Since it opened in March 1996, Robert Prime has provided a valuable showcase not only for British artists, but for those from Europe and the US, who often enjoy a considerable international reputation, but are not so often seen in the UK. Gallery artists have included Liam Gillick; the 1997 Turner Prize nominee, Angela Bulloch; the American, Jim Isermann and Candida Hofer from Germany. In the future, some of these artists will work with Mr Magnani, some with Mr Corvi Mora, and some will be shared between them both.

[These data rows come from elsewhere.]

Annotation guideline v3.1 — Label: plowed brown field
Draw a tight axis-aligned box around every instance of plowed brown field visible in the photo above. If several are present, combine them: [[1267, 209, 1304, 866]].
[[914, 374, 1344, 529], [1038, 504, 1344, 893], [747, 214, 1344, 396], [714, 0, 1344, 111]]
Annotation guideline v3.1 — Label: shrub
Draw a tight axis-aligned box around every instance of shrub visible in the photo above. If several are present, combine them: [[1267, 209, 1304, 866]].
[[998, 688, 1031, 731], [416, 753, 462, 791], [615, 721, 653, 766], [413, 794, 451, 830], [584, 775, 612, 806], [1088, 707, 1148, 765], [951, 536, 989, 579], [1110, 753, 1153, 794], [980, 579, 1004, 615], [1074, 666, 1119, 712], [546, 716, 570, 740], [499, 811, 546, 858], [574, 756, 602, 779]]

“Everything will be very flexible and organic; issues of representation are losing importance as artists increasingly act on their own behalf. It is more about the relationship with the artist,” says Mr Corvi-Mora, who also reveals that Robert Prime will continue to exist, albeit in an ad hoc manner. “We are going to keep the name Robert Prime for the times we do something together, be it publications, exhibitions or the production of work. We’re going to play around with the idea of a triangular structure. We envisage new ways of working, at least in London.” However, these new ways of working have nothing to do with Mr Corvi-Mora’s recent marriage to Cornelia Grassi, whose Greengrassi Gallery around the corner in Fitzroy Street remains determinedly independent from any such mergers or triangular ventures. “Our partnership is strictly personal,” stresses Mr Corvi-Mora.